Why is every finitely generated field over $k$ not a finite type $k$-algebra?

A field extension $k\subseteq F$ is finitely generated if there exist $\alpha_a,\alpha_2,\dots,\alpha_n\in F$ such that $$F=k(\alpha_1)(\alpha_2)\dots(\alpha_n)$$ This is not the same as saying $F$ is a finite type $k$-Algebra. What if $\alpha_i$ is transcendental for some $i\in\{1,2,3\dots,n\}$?

Why is $F$ not a finite type $k$-Algebra? Isn't $F=k[\alpha_1,\alpha_2\dots,\alpha_n]$?

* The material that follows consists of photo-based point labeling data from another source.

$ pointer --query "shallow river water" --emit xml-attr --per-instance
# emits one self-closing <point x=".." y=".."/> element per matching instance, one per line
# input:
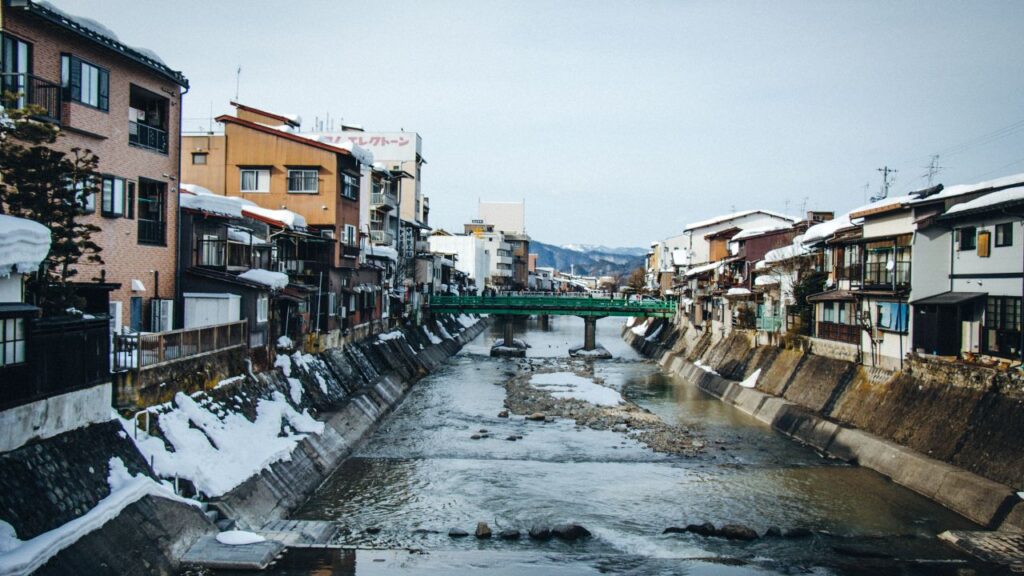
<point x="421" y="474"/>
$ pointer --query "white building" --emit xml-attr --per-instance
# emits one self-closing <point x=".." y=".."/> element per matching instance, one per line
<point x="471" y="256"/>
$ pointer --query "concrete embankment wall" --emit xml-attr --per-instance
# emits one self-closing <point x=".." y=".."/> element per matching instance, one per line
<point x="948" y="432"/>
<point x="48" y="483"/>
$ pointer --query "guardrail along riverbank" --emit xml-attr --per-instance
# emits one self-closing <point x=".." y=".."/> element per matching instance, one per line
<point x="951" y="433"/>
<point x="132" y="496"/>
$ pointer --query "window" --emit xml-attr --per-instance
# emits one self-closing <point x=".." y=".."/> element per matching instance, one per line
<point x="113" y="203"/>
<point x="262" y="309"/>
<point x="968" y="238"/>
<point x="152" y="221"/>
<point x="892" y="316"/>
<point x="350" y="187"/>
<point x="1001" y="333"/>
<point x="984" y="246"/>
<point x="303" y="181"/>
<point x="130" y="202"/>
<point x="255" y="179"/>
<point x="11" y="341"/>
<point x="84" y="82"/>
<point x="1005" y="234"/>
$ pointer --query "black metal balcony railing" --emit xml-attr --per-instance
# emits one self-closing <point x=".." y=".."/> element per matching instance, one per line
<point x="152" y="232"/>
<point x="383" y="200"/>
<point x="879" y="276"/>
<point x="32" y="90"/>
<point x="146" y="136"/>
<point x="849" y="333"/>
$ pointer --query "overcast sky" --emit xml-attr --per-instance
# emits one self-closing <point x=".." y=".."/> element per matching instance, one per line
<point x="620" y="122"/>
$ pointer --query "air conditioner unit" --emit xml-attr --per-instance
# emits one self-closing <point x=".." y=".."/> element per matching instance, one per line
<point x="161" y="316"/>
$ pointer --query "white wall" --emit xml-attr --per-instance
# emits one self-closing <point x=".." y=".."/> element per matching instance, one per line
<point x="10" y="288"/>
<point x="54" y="415"/>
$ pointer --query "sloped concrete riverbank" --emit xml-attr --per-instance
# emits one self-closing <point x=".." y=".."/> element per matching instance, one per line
<point x="922" y="428"/>
<point x="65" y="500"/>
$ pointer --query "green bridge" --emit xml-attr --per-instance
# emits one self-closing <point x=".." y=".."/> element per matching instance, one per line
<point x="591" y="310"/>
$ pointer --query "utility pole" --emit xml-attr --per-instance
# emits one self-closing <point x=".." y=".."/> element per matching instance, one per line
<point x="886" y="182"/>
<point x="933" y="169"/>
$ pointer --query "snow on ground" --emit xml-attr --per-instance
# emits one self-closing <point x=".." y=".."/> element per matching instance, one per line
<point x="239" y="538"/>
<point x="640" y="329"/>
<point x="24" y="244"/>
<point x="17" y="557"/>
<point x="274" y="280"/>
<point x="752" y="380"/>
<point x="240" y="448"/>
<point x="433" y="337"/>
<point x="705" y="367"/>
<point x="569" y="385"/>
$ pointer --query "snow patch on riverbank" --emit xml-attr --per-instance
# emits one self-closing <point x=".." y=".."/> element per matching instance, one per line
<point x="17" y="557"/>
<point x="217" y="454"/>
<point x="568" y="385"/>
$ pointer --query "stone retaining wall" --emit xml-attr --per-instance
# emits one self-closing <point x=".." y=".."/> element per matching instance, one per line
<point x="952" y="433"/>
<point x="48" y="483"/>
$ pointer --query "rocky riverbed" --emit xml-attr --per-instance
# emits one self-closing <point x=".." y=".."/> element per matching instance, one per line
<point x="540" y="404"/>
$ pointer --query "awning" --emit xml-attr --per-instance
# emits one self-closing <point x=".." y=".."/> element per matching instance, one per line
<point x="949" y="298"/>
<point x="832" y="296"/>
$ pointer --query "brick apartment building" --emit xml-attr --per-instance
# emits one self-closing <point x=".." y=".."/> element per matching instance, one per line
<point x="124" y="104"/>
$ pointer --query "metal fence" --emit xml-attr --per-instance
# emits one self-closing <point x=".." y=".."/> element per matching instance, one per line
<point x="141" y="351"/>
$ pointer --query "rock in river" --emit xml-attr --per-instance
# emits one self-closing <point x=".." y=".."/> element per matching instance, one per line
<point x="540" y="533"/>
<point x="737" y="532"/>
<point x="570" y="532"/>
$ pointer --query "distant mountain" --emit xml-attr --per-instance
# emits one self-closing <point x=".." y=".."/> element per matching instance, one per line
<point x="588" y="260"/>
<point x="627" y="251"/>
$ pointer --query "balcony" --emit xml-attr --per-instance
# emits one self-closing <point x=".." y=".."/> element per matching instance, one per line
<point x="146" y="136"/>
<point x="33" y="90"/>
<point x="878" y="276"/>
<point x="769" y="323"/>
<point x="849" y="333"/>
<point x="383" y="201"/>
<point x="380" y="237"/>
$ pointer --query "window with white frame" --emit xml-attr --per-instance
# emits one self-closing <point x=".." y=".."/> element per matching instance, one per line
<point x="255" y="179"/>
<point x="113" y="202"/>
<point x="303" y="180"/>
<point x="262" y="309"/>
<point x="11" y="341"/>
<point x="350" y="187"/>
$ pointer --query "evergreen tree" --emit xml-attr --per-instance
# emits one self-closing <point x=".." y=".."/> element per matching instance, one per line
<point x="49" y="187"/>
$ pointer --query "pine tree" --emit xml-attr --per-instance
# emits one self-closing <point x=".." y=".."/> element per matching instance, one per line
<point x="49" y="187"/>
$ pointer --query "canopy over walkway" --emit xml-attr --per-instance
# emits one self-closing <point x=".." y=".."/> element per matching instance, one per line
<point x="552" y="305"/>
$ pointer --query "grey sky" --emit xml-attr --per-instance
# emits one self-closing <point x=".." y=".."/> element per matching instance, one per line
<point x="619" y="122"/>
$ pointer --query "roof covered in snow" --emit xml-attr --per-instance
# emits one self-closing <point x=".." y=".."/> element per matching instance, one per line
<point x="273" y="280"/>
<point x="993" y="201"/>
<point x="24" y="244"/>
<point x="961" y="190"/>
<point x="197" y="198"/>
<point x="103" y="36"/>
<point x="735" y="215"/>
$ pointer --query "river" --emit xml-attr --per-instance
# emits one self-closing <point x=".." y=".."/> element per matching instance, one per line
<point x="422" y="474"/>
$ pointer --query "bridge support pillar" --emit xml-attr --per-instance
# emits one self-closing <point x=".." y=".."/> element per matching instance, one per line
<point x="509" y="346"/>
<point x="590" y="347"/>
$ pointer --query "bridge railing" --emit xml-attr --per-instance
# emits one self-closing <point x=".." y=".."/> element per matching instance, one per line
<point x="540" y="302"/>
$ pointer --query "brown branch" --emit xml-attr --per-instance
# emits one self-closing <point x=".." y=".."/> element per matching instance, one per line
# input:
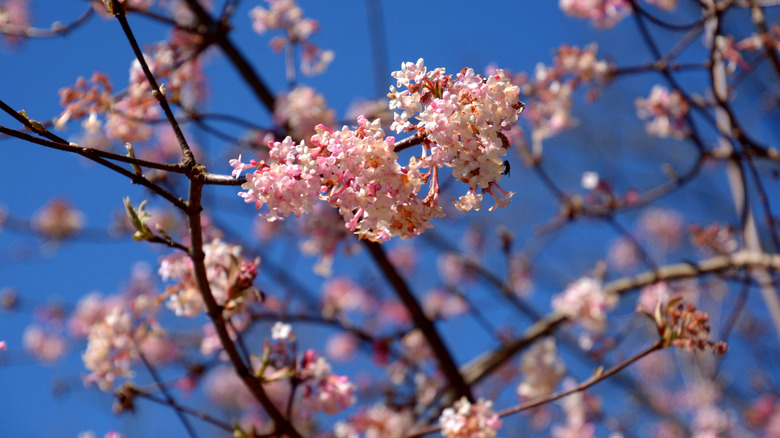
<point x="446" y="362"/>
<point x="215" y="310"/>
<point x="156" y="91"/>
<point x="591" y="381"/>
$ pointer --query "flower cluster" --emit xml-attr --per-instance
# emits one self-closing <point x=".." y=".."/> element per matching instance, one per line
<point x="684" y="326"/>
<point x="549" y="91"/>
<point x="357" y="171"/>
<point x="58" y="220"/>
<point x="585" y="302"/>
<point x="111" y="349"/>
<point x="301" y="110"/>
<point x="230" y="277"/>
<point x="14" y="20"/>
<point x="464" y="116"/>
<point x="579" y="407"/>
<point x="542" y="369"/>
<point x="287" y="15"/>
<point x="667" y="109"/>
<point x="602" y="13"/>
<point x="466" y="420"/>
<point x="322" y="390"/>
<point x="129" y="113"/>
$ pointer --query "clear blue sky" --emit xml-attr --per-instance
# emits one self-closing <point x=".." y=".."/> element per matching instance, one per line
<point x="453" y="34"/>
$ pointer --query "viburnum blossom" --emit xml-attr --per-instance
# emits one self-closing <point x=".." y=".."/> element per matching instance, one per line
<point x="301" y="110"/>
<point x="585" y="302"/>
<point x="288" y="16"/>
<point x="668" y="5"/>
<point x="230" y="277"/>
<point x="667" y="111"/>
<point x="466" y="420"/>
<point x="357" y="171"/>
<point x="464" y="118"/>
<point x="542" y="369"/>
<point x="322" y="390"/>
<point x="603" y="13"/>
<point x="110" y="350"/>
<point x="341" y="295"/>
<point x="14" y="20"/>
<point x="549" y="91"/>
<point x="58" y="219"/>
<point x="323" y="231"/>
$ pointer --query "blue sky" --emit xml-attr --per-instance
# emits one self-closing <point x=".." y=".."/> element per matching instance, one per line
<point x="454" y="34"/>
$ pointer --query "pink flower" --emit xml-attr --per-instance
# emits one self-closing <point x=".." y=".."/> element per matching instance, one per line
<point x="542" y="369"/>
<point x="288" y="16"/>
<point x="667" y="111"/>
<point x="301" y="110"/>
<point x="603" y="13"/>
<point x="585" y="302"/>
<point x="466" y="420"/>
<point x="340" y="295"/>
<point x="322" y="390"/>
<point x="14" y="20"/>
<point x="58" y="220"/>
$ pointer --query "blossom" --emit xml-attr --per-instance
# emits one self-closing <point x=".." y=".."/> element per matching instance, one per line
<point x="281" y="331"/>
<point x="550" y="89"/>
<point x="58" y="220"/>
<point x="341" y="295"/>
<point x="466" y="420"/>
<point x="14" y="20"/>
<point x="603" y="13"/>
<point x="110" y="349"/>
<point x="586" y="302"/>
<point x="229" y="275"/>
<point x="358" y="172"/>
<point x="288" y="16"/>
<point x="542" y="369"/>
<point x="322" y="390"/>
<point x="667" y="111"/>
<point x="301" y="110"/>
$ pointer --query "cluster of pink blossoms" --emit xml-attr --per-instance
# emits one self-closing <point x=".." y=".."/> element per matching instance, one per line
<point x="320" y="390"/>
<point x="542" y="369"/>
<point x="301" y="110"/>
<point x="230" y="277"/>
<point x="14" y="20"/>
<point x="585" y="302"/>
<point x="111" y="349"/>
<point x="550" y="90"/>
<point x="667" y="109"/>
<point x="357" y="171"/>
<point x="128" y="114"/>
<point x="288" y="16"/>
<point x="58" y="220"/>
<point x="603" y="13"/>
<point x="466" y="420"/>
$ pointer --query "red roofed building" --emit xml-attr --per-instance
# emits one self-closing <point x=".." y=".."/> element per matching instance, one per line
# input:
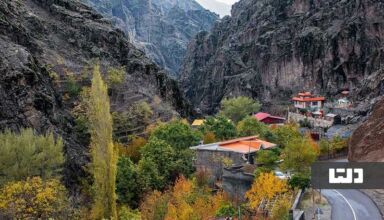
<point x="306" y="100"/>
<point x="269" y="119"/>
<point x="240" y="151"/>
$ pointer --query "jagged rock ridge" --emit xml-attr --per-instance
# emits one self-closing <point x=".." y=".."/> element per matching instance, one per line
<point x="65" y="35"/>
<point x="270" y="49"/>
<point x="367" y="142"/>
<point x="162" y="28"/>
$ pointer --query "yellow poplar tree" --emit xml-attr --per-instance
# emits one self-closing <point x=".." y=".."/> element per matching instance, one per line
<point x="103" y="153"/>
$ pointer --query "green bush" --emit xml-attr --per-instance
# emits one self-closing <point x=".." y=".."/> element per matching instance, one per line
<point x="238" y="108"/>
<point x="299" y="181"/>
<point x="226" y="210"/>
<point x="26" y="154"/>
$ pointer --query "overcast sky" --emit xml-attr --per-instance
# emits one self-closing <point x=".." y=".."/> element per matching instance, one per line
<point x="230" y="2"/>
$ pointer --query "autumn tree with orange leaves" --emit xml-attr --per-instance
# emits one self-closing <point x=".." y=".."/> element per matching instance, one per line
<point x="184" y="201"/>
<point x="265" y="187"/>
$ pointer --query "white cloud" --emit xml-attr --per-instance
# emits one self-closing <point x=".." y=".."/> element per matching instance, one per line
<point x="230" y="2"/>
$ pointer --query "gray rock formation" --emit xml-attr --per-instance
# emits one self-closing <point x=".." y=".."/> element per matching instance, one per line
<point x="367" y="142"/>
<point x="220" y="8"/>
<point x="270" y="49"/>
<point x="162" y="28"/>
<point x="65" y="35"/>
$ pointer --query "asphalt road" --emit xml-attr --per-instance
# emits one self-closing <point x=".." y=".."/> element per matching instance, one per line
<point x="350" y="204"/>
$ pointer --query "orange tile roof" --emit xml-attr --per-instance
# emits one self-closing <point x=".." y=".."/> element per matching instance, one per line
<point x="305" y="99"/>
<point x="246" y="145"/>
<point x="305" y="94"/>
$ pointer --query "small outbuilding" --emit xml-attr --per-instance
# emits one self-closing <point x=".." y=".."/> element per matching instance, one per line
<point x="269" y="119"/>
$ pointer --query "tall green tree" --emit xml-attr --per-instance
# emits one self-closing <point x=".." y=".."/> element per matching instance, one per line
<point x="298" y="155"/>
<point x="26" y="154"/>
<point x="128" y="186"/>
<point x="220" y="126"/>
<point x="238" y="108"/>
<point x="284" y="134"/>
<point x="103" y="153"/>
<point x="177" y="134"/>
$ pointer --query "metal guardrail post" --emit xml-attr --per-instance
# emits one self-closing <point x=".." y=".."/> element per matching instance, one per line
<point x="290" y="216"/>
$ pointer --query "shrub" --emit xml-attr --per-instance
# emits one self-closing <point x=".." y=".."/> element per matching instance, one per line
<point x="34" y="199"/>
<point x="26" y="154"/>
<point x="238" y="108"/>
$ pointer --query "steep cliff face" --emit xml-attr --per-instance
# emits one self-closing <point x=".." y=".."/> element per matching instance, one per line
<point x="270" y="49"/>
<point x="367" y="142"/>
<point x="38" y="36"/>
<point x="162" y="28"/>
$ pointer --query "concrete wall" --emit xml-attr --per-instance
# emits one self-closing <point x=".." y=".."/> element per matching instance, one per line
<point x="314" y="121"/>
<point x="236" y="183"/>
<point x="210" y="161"/>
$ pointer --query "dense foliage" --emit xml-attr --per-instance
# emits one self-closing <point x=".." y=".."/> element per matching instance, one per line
<point x="238" y="108"/>
<point x="221" y="127"/>
<point x="265" y="187"/>
<point x="25" y="154"/>
<point x="34" y="199"/>
<point x="184" y="201"/>
<point x="250" y="126"/>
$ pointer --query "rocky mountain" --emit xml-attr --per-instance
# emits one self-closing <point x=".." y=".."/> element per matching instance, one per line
<point x="162" y="28"/>
<point x="218" y="7"/>
<point x="45" y="42"/>
<point x="270" y="49"/>
<point x="367" y="142"/>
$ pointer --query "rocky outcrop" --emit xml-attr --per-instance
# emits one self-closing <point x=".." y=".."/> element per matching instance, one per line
<point x="367" y="142"/>
<point x="162" y="28"/>
<point x="270" y="49"/>
<point x="221" y="8"/>
<point x="65" y="36"/>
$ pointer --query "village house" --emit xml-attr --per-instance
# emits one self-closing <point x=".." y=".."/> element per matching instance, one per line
<point x="269" y="119"/>
<point x="209" y="157"/>
<point x="198" y="122"/>
<point x="306" y="100"/>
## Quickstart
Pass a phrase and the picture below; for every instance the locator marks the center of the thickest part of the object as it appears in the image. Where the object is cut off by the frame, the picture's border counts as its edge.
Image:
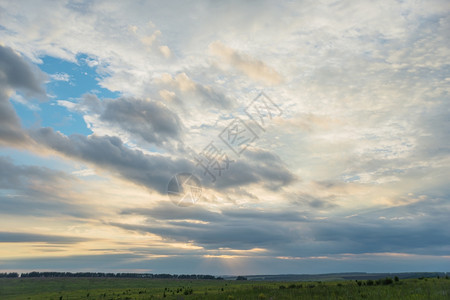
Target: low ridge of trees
(116, 275)
(9, 275)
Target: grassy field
(130, 288)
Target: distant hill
(338, 276)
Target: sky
(301, 136)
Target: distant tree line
(9, 275)
(115, 275)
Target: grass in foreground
(135, 288)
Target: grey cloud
(151, 120)
(15, 73)
(234, 228)
(20, 237)
(37, 191)
(19, 176)
(147, 120)
(151, 171)
(257, 166)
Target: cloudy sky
(319, 131)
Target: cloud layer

• I think you meant to ask why "not every [...] is [...]" that is why there are some that are not. – quid Jan 18 '16 at 2:45

The element $\alpha^{-1}$ is contained in $k(\alpha)$ basically by definition. (Excluding the degenerate case $\alpha=0$.) As the notation $k(\alpha)$ means the smallest field containing $k$ and $\alpha$.

By contrast $k[\alpha]$ may well not contain $\alpha^{-1}$, informally as it is formed by the elements one gets plugging $\alpha$ into a polynomial with coefficients in $k$.

If $\alpha$ is algebraic the two happen to coincide but this is a result that needs to be proved. And the converse holds as well.

In case you actually want a proof that they are not equal for transcendental elements, rather than just the plausibility argument I gave above, then show that $\alpha^{-1}$ is actually not a polynomial expression in $\alpha$ by assuming the converse and deriving that $\alpha$ would be a root of a polynomial.

• I have a further question, and it would be great if you could resolve it. The Nullstellensatz says "Let $K\subseteq F$ be a field extension, and assume that $F$ is a finite type $k$-algebra. Then $k$ is a finite (and hence algebraic) extension." Is this not obvious? If $F=k[\alpha_1,\alpha_2,\dots,\alpha_n]$, then we can just re-write $F$ as $k(\alpha_1,\alpha_2,\dots,\alpha_n)$. – fierydemon Jan 18 '16 at 2:58
• Why is the Nullstellensatz a non-trivial statement then? – fierydemon Jan 18 '16 at 2:59
• A finite field extension is not the same thing as a finitely generated field extensions. An estension $F$ over $k$ is called a finite extension if $[F:k]$ is finite, this is the dim of $F$ as a $k$-vector space, that is in this case it is even fin gen as a vector space not just as field. – quid Jan 18 '16 at 3:02

If $t$ is transcendental, $k(t)$ is finitely generated as a field extension of $k$, but it's not finitely generated as a $k$-algebra (if $k$ is too large). In fact if $k$ is uncountable, then the dimension of $k(t)$ as a vector space over $k$ is uncountable, whereas the dimension of a finitely generated $k$-algebra as a vector space over $K$ is at most countable (exercise). This observation can actually be used to prove special cases of the Nullstellensatz.